Modeling mutational effects on biochemical phenotypes using convolutional neural networks: application to SARS-CoV-2

iScience. 2022 Jul 15;25(7):104500. doi: 10.1016/j.isci.2022.104500. Epub 2022 Jun 2.

Abstract

Deep mutational scanning (DMS) experiments have been performed on SARS-CoV-2's spike receptor-binding domain (RBD) and human angiotensin-converting enzyme 2 (ACE2) zinc-binding peptidase domain-both central players in viral infection and evolution and antibody evasion-quantifying how mutations impact biochemical phenotypes. We modeled biochemical phenotypes from massively parallel assays, using neural networks trained on protein sequence mutations in the virus and human host. Neural networks were significantly predictive of binding affinity, protein expression, and antibody escape, learning complex interactions and higher-order features that are difficult to capture with conventional methods from structural biology.
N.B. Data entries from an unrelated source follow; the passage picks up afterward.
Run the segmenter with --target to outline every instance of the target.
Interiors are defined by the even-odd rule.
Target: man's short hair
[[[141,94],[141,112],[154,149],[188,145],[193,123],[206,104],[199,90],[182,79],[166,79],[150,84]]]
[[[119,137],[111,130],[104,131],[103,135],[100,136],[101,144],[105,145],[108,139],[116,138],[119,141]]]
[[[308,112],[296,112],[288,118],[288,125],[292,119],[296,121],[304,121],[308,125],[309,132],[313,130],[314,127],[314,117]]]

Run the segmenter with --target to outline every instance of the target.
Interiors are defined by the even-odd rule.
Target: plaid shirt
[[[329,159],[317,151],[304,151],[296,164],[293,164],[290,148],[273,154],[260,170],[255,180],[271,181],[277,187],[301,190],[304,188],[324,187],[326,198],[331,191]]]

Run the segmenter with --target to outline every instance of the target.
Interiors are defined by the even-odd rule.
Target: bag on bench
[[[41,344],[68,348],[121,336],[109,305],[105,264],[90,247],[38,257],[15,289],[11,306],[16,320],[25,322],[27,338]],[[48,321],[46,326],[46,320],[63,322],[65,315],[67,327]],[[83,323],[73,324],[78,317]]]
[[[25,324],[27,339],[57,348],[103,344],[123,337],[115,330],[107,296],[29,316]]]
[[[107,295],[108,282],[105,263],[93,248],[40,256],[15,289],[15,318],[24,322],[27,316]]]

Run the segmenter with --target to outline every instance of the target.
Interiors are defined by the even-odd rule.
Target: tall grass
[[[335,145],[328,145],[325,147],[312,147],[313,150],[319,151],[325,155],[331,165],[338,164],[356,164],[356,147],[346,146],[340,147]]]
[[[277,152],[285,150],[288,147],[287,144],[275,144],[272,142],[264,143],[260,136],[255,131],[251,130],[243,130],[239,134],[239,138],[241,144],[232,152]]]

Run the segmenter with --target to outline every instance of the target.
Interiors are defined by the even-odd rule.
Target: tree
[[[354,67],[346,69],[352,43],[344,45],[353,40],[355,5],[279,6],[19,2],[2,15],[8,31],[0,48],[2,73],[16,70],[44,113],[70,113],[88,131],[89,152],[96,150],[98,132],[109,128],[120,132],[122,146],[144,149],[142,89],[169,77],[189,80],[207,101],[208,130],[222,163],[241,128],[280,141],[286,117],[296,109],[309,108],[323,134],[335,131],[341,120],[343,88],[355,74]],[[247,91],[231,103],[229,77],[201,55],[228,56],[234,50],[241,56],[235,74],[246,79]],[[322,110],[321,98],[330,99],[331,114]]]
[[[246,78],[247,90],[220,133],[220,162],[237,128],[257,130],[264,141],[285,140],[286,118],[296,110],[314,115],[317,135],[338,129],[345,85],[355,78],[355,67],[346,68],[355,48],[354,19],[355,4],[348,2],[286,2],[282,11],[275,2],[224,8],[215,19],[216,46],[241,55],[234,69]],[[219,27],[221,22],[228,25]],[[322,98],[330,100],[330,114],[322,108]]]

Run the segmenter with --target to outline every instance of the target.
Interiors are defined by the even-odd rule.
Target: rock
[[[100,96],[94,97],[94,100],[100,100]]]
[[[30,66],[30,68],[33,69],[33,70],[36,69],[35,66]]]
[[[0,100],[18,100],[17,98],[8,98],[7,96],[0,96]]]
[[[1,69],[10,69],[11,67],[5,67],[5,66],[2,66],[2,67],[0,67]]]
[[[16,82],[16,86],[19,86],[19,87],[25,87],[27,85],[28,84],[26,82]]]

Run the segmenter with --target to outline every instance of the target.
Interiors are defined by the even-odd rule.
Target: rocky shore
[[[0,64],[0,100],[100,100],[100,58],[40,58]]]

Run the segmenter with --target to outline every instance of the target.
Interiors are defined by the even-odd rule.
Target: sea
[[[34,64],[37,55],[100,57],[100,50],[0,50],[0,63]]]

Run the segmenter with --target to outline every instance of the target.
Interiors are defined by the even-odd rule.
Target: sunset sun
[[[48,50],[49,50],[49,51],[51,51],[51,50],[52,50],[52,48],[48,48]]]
Integrating the physicochemical properties of amino acids, such as hydrophobicity and long-range non-bonded energy per atom, significantly improved prediction (empirical p < 0.01). We observed concordance of the neural network predictions with molecular dynamics (multiple 500 ns or 1 μs all-atom) simulations of the spike protein-ACE2 interface, with critical implications for the use of deep learning to dissect molecular mechanisms.

Keywords: Computational intelligence; Computational molecular modeling; Health sciences.